Layer 3 — try JSON even when exit code is nonzero

Layers 1 and 2 catch most cases, but a small number of hosts return exit code 1 just because of warnings while leaving valid JSON in stdout. Fabric (paramiko) reports res.ok = False, but the parseable data is right there.

stdout_clean = _strip_php_noise(res.stdout or '').strip()
plugins = None
if stdout_clean:
    try:
        plugins = json.loads(stdout_clean)
    except json.JSONDecodeError:
        plugins = None

if plugins is None:
    # Only here do we conclude "no JSON" — fall to error
    if not res.ok:
        return error_response(res.stderr or res.stdout)
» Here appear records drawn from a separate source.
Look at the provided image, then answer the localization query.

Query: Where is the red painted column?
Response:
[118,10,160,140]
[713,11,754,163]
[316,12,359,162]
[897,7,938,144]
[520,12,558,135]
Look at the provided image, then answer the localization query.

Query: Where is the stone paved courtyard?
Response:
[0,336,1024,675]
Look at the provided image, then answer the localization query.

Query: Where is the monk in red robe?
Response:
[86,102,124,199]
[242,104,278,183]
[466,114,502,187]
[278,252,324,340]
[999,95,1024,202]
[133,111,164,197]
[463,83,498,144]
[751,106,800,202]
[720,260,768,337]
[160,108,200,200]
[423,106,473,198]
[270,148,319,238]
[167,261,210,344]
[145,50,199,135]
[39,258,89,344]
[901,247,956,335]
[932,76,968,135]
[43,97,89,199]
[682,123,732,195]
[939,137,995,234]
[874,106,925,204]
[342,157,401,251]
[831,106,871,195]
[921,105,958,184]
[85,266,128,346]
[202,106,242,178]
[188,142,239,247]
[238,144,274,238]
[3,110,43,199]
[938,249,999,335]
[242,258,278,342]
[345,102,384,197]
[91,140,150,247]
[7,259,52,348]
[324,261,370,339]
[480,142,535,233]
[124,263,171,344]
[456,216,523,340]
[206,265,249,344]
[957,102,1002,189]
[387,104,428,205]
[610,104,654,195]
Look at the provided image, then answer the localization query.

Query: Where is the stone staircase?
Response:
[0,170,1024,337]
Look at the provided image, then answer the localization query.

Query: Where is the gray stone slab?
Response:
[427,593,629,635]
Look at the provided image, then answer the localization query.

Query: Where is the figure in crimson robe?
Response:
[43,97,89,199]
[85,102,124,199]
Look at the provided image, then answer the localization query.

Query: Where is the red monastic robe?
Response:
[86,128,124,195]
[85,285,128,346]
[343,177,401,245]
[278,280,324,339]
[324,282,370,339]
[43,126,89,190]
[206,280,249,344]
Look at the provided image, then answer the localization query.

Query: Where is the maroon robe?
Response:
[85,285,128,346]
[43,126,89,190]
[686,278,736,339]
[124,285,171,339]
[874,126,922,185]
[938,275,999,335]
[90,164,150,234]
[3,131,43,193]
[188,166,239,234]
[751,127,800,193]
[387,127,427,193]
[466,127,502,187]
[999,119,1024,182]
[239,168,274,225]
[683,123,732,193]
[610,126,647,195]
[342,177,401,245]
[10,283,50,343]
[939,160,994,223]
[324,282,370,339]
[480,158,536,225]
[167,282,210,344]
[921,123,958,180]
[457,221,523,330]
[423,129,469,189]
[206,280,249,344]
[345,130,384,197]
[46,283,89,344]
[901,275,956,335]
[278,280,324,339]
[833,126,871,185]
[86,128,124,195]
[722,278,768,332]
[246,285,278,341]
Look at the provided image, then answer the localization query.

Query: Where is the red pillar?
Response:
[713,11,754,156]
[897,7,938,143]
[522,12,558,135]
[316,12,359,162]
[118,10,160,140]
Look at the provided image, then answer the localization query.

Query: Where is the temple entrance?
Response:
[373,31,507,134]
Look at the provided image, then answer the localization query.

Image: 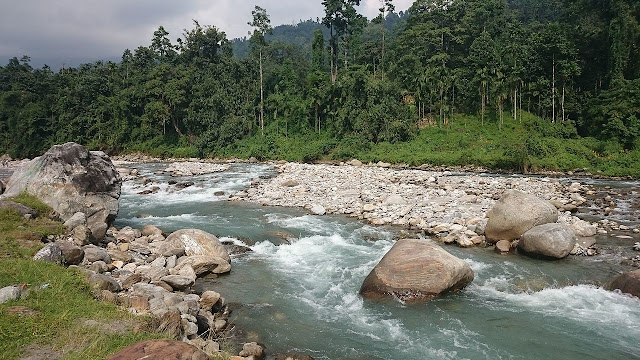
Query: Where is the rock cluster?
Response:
[164,161,230,177]
[238,161,595,253]
[34,225,242,359]
[2,143,121,240]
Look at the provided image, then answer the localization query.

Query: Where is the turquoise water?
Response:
[116,164,640,360]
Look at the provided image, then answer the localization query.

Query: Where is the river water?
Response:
[115,164,640,360]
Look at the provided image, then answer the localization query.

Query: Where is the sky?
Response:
[0,0,413,69]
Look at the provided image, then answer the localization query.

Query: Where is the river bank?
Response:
[115,163,638,359]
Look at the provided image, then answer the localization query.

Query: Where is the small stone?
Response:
[496,240,511,253]
[33,243,64,264]
[200,290,220,310]
[0,286,21,304]
[239,342,264,360]
[161,275,194,290]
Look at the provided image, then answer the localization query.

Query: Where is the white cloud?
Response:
[0,0,412,67]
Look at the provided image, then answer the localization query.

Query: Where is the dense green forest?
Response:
[0,0,640,177]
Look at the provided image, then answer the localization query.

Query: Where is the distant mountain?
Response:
[231,19,329,59]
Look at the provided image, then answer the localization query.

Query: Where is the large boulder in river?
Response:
[360,239,474,302]
[164,229,231,273]
[518,224,576,259]
[3,143,122,240]
[607,269,640,298]
[108,340,209,360]
[485,190,558,243]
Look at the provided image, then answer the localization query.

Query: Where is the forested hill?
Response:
[0,0,640,176]
[231,11,409,59]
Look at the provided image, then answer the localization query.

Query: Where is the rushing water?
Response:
[116,164,640,360]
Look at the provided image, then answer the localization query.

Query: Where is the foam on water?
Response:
[115,163,640,360]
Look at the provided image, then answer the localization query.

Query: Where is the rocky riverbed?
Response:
[232,163,633,254]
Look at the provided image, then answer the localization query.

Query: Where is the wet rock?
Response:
[275,353,314,360]
[238,342,264,360]
[64,212,87,231]
[33,243,64,264]
[176,256,231,276]
[142,225,162,236]
[71,225,96,246]
[485,190,556,243]
[161,275,194,291]
[89,274,122,292]
[200,290,220,311]
[107,340,209,360]
[3,143,121,240]
[0,286,21,304]
[518,224,576,259]
[607,270,640,298]
[0,200,39,218]
[56,240,84,265]
[360,239,474,302]
[309,204,327,216]
[280,180,300,187]
[166,229,231,263]
[83,245,111,264]
[122,274,149,290]
[496,240,511,253]
[88,261,109,274]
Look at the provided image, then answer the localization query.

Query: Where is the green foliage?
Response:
[0,0,640,174]
[0,259,160,359]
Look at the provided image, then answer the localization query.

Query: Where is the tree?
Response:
[248,5,272,135]
[379,0,396,81]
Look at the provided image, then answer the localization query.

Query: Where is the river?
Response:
[115,164,640,360]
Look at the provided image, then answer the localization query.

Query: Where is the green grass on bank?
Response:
[0,194,161,360]
[117,112,640,178]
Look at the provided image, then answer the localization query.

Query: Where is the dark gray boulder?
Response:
[2,143,122,240]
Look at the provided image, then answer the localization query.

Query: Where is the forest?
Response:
[0,0,640,177]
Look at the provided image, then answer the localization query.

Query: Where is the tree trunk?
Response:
[551,55,556,123]
[260,47,264,136]
[562,84,566,122]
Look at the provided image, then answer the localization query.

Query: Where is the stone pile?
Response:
[238,160,608,249]
[164,161,231,177]
[31,225,255,359]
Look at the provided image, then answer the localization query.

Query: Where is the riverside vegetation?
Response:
[0,0,640,177]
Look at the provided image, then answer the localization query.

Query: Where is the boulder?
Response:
[495,240,511,253]
[607,269,640,298]
[2,143,122,240]
[160,275,193,291]
[142,225,162,236]
[485,190,558,243]
[166,229,231,263]
[33,243,64,265]
[238,342,264,360]
[360,239,474,302]
[89,274,122,292]
[518,224,576,259]
[71,225,97,245]
[83,245,111,264]
[107,340,209,360]
[309,204,327,216]
[0,200,39,218]
[56,240,84,265]
[64,212,87,230]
The trick is try JSON before trusting the exit code. If stdout contains a valid structure, treat the call as successful even with a nonzero exit.

Spread the fix across all three APIs at once

Same principle as V12 (the csh portability bug): when you find this kind of issue, grep for the same pattern across the codebase and fix everywhere at once. The plugin-list fetch lived in three call sites:

  • /api/fetch_plugins — the cross-site plugin dashboard
  • /api/site_plugins — the per-site plugin list modal
  • _do_fetch_pending_plugins_for_site — the maintenance-time pending-update scan

All three were rewritten to use _wp_with_quiet_php + _strip_php_noise + JSON-first parsing. Fixing only one would have left the same regression alive on a different path.
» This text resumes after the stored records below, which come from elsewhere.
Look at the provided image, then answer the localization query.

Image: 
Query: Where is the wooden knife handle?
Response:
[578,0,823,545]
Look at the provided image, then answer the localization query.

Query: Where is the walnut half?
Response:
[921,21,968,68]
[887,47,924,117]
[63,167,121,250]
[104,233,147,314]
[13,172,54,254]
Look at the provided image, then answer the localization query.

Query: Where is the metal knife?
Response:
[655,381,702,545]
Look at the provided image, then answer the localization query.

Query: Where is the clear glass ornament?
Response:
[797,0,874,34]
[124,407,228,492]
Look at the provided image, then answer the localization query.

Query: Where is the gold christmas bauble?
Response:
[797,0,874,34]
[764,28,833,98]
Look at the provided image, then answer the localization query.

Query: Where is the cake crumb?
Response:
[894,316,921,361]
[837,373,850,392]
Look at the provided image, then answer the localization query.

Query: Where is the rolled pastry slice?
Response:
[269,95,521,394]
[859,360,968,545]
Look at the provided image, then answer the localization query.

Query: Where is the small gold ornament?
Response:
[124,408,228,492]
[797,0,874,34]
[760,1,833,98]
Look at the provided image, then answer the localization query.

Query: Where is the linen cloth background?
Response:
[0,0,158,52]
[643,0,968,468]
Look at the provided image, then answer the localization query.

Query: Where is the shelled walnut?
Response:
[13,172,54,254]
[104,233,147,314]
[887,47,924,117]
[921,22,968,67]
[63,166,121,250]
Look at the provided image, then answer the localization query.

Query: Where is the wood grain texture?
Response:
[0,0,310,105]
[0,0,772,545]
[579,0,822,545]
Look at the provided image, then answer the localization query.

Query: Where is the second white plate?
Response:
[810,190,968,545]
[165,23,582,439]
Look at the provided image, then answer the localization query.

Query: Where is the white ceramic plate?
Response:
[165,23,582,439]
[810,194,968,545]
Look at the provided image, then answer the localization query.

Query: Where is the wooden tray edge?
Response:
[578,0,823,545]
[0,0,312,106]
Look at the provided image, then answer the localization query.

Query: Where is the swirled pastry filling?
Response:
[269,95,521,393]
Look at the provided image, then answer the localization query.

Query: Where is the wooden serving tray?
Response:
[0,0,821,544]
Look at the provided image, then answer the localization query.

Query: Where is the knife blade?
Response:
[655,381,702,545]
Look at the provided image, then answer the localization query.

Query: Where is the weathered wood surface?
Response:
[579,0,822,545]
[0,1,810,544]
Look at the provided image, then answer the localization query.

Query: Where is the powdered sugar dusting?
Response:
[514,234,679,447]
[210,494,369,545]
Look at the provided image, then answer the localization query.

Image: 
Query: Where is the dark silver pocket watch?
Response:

For regression defense, tests/test_wp_cli_php_noise.py ships with 18 cases (noise-line removal, Parse error preservation, env-var formatting, shlex quoting, compatibility with per-site WP-CLI path override, and presence checks for all three APIs). If anyone later adds a fourth API that calls json_decode directly on raw c.run output, the CI fails.

Closing — “warning-level differences × structured output”

Three principles worth keeping from this round:

  1. Diagnostics green / production red is structurally easy to produce. Most tests check “did the command run and produce expected substrings” — structured-output paths see the noise that simple-string paths don’t. Add one structured-output parse step to the diagnostics to catch this class of bug early
  2. Layer noise suppression in independent steps. Source suppression (error_reporting) / line filtering / exit-code bypass are independent defenses. Stack them, and a hosting quirk that defeats one layer still gets caught by another. You can’t fully predict host configurations — layering is the answer
  3. Distinguish noise from real failures by regex. Deprecated / Warning / Notice / Strict Standards are safe to strip; Parse error / Fatal error must always pass through. “Just hide all the warnings” hides the real failures too — enumeration with a tight regex draws the right line

When you’re invoking environment-sensitive CLI tools like PHP / WP-CLI from a maintenance tool, similar bugs are probably sitting under the surface. The “error_reporting suppression + noise-line stripping + JSON-first parse” template is a reusable pattern worth keeping in the toolbox.